On 04/17/2015 12:04 PM, Simon Riggs wrote:
On 17 April 2015 at 09:54, Andres Freund <and...@anarazel.de> wrote:

Hrmpf. Says the person that used a lot of padding, without much
discussion, for the WAL level infrastructure making pg_rewind more
maintainable.

Sounds bad. What padding are we talking about?

In the new WAL format, the data chunks are stored unaligned, without padding, to save space. The new format is quite different to the old one, so it's not straightforward to compare how much that saved. The fixed-size XLogRecord header is 8 bytes shorter in the new format, because it doesn't have the xl_len field anymore. But the same information is stored elsewhere in the record, where it takes 2 or 5 bytes (XLogRecordDataHeaderShort/Long).
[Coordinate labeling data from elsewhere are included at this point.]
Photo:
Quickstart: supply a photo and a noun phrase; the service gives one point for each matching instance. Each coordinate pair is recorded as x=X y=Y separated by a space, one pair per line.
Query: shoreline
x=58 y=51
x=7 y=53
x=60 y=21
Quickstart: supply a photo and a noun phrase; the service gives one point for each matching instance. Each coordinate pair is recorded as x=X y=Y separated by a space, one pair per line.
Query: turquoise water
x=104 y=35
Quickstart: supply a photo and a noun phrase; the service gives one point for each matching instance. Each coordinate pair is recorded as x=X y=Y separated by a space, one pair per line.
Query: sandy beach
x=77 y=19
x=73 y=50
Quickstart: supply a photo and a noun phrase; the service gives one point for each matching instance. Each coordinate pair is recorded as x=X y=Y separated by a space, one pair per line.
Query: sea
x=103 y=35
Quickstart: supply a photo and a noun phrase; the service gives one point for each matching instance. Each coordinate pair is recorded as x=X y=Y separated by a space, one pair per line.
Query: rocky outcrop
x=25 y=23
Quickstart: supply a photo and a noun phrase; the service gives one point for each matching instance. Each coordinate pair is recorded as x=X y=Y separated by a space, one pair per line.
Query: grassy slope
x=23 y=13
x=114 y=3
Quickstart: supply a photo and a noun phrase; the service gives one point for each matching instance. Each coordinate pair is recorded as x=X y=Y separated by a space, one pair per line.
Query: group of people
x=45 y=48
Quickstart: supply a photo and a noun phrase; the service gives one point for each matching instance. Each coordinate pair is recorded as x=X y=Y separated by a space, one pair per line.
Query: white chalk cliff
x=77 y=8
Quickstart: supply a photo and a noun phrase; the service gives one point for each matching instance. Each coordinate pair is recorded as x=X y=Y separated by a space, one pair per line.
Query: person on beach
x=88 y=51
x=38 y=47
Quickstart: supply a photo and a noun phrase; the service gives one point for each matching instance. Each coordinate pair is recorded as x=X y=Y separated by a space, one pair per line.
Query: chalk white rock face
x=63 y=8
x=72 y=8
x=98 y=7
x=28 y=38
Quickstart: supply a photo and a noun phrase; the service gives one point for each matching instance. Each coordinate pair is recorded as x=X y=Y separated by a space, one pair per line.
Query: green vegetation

But it's a fair point that we could've just made small adjustments to the old format, without revamping every record type and the way the block information is stored, and that the space saving of the new format should be compared with that instead, for a fair comparison.

As an example, one simple thing we could've done with the old format: remove xl_len, and store the length in place of the two unused padding bytes instead, as long as it fits in 16 bits. For longer records, set a flag and store it right after XLogRecord header. For practically all WAL records, that would've shrunk XLogRecord from 32 to 24 bytes, and made each record 8 bytes shorter.

I ran the same pgbench test Andres used, with scale 10, and 50000 transactions, and compared the WAL size between master and 9.4:

master: 20738352
9.4: 23915800

According to pg_xlogdump, there were 301153 WAL records. If you take the 9.4 figure, and imagine that we had saved those 8 bytes on each WAL record, 9.4 would've been 21506576 bytes instead. So yeah, we could've achieved much of the WAL savings with that much smaller change. That's a useful thing to compare with.

BTW, those numbers are with wal_level=minimal. With wal_level=logical, the WAL size from the same test on master was 26503520 bytes. That's quite a bump. Looking at pg_xlogdump output, it seems that it's all because the commit records are wider.